Inglewood native Jamal Hill, who suffers from a muscle disorder, is motivating others to be their best while he trains for the Tokyo 2020 Paralympics Games.
Swim Up Hill - A short doc on US Paralympic Swimmer, Jamal Hill from John Duarte on Vimeo.
By Jason Lewis
Swimmer Jamal Hill has big dreams, and that is going to lead him to Tokyo to compete on the world stage in the 2020 Paralympic Games.
On first sight, Hill appears to be a very well-built elite athlete. He’s just as muscular and sleek as any other swimmer. But he suffers from Charcot-Marie-Tooth disease, which is an inherited disorder that causes nerve damage, mostly in the arms and legs. This results in smaller, weaker muscles; loss of sensation and muscle contractions, and difficulty walking.
“It runs in my family,” Hill said. “It affects my mom a little bit. It affects my uncles pretty heavily. Essentially my motor neurons in my outer extremities, from my elbow to my fingertips and from my kneecaps all the way to my toes gives me a lot of problems.”
This disorder used to mentally and emotionally bother Hill.
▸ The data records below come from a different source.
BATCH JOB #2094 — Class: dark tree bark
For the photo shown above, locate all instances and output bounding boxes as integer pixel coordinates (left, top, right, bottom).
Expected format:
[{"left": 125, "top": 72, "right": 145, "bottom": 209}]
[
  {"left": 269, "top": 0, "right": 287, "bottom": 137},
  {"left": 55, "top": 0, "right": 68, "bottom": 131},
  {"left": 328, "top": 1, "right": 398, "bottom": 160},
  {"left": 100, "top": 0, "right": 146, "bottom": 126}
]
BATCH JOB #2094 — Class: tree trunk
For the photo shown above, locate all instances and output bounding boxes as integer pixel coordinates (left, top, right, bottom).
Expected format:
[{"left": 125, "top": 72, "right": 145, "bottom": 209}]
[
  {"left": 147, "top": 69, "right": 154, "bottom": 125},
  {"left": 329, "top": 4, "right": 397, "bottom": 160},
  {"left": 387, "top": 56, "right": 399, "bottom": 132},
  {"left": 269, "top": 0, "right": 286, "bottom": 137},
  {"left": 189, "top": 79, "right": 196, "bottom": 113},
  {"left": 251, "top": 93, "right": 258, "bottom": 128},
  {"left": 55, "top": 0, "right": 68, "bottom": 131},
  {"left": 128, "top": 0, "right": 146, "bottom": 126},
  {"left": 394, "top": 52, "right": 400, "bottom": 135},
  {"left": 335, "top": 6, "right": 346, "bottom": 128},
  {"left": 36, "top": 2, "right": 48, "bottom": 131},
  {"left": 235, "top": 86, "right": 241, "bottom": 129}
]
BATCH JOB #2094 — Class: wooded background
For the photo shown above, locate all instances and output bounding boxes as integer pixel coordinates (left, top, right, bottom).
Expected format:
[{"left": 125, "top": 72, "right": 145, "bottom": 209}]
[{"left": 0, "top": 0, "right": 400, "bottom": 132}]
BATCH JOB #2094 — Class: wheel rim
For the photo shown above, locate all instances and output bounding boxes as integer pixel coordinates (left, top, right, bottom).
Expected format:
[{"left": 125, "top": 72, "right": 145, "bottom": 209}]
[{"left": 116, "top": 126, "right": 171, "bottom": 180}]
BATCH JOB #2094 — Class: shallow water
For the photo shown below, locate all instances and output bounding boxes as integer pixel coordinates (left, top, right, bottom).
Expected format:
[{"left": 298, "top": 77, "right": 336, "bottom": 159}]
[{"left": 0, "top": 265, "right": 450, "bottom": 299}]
“People see me and they're like, ‘wow you look so strong, I can't even imagine that there's something wrong with you,’” he said. “For a long time it was a point of shame for me. I never talked about it. I knew that I didn't want to be handicapped by it, but I also did a lot of emotional and mental handicapping on myself. I felt cursed.”
Earlier this year, Hill decided to start talking about it with other people who are affected by the disorder, and it has greatly encouraged him to stay positive. And in turn, he has also helped others who have the disorder to follow their dreams.
“One in 2,000 people have Charcot-Marie-Tooth disease,” he said. “There's tons of people around the world that I've been able to converse with, that I've been able to relate with, and that I've been able to give hope to. I've been able to tell people that I know that this is how it is and we all wish that we could change it but it doesn't have to stop us. We have to change here and we have to adapt there, but you’re no less human, you’re no less of a person, you’re no less deserving, and you’re definitely no less capable.”
Hill has adapted to the disorder by learning to recruit other muscles to propel himself through the water at a high rate of speed.
“I don't like to call it a handicap,” he said. “I call it concentrated energy. Like a superhero, like Daredevil. He lost his eyesight but then he had super senses.”
Hill has grown up in the swimming pool. His mother did not learn how to swim as a child, so when he was young, she signed them up for mommy and me swimming classes. He grew up near Crenshaw Boulevard and Imperial Highway in Inglewood, and he frequently swam at the Westchester YMCA and the Lou Dantzler Boys and Girls Club in South Los Angeles. He competed on the swim team at Serra High School in Gardena, which earned him a scholarship to Hiram College in Ohio.
While in Ohio, Hill studied physics, in which several of his family members work. He has uncles who are members of the Los Angeles Council of Black Professional Engineers, and he attended their Excell program at Cal State Dominguez Hills.
After competing in college for two years, Hill decided that he wanted to be trained by the best swim coaches in the nation. He landed on USC’s Trojan Elite team, which is a post-graduate, professional swim team.
“I'm swimming with Olympians, former Olympians, some of the fastest swimmers in the world,” he said. “I’m picking up lots of knowledge and I'm learning.”
Currently Hill is being trained by Wilma Wong, who coaches nationally ranked swimmers at the Boys & Girls club in Pasadena. Under Wong’s guidance, Hill is the top ranked Paralympian in the nation in the 50-meter freestyle and No. 13 in the world.
Besides the goal of competing in the Paralympics, Hill is also an inspirational speaker and he has the goal of teaching one million people how to swim. He plans to personally teach as many people as possible, and also influences the masses to take swimming lessons. He started a marketing company called Swim Up Hill to help people find classes, and help swimming programs promote their lessons to the public.
Hill has turned his disorder from a negative into a positive to help people with their own issues.
“The things that we think are holding us back, that are these curses on us, that we just wish weren't there. The things that we wish we could wish away are there for a reason,” he said. “We need to wish that we knew how to use them.”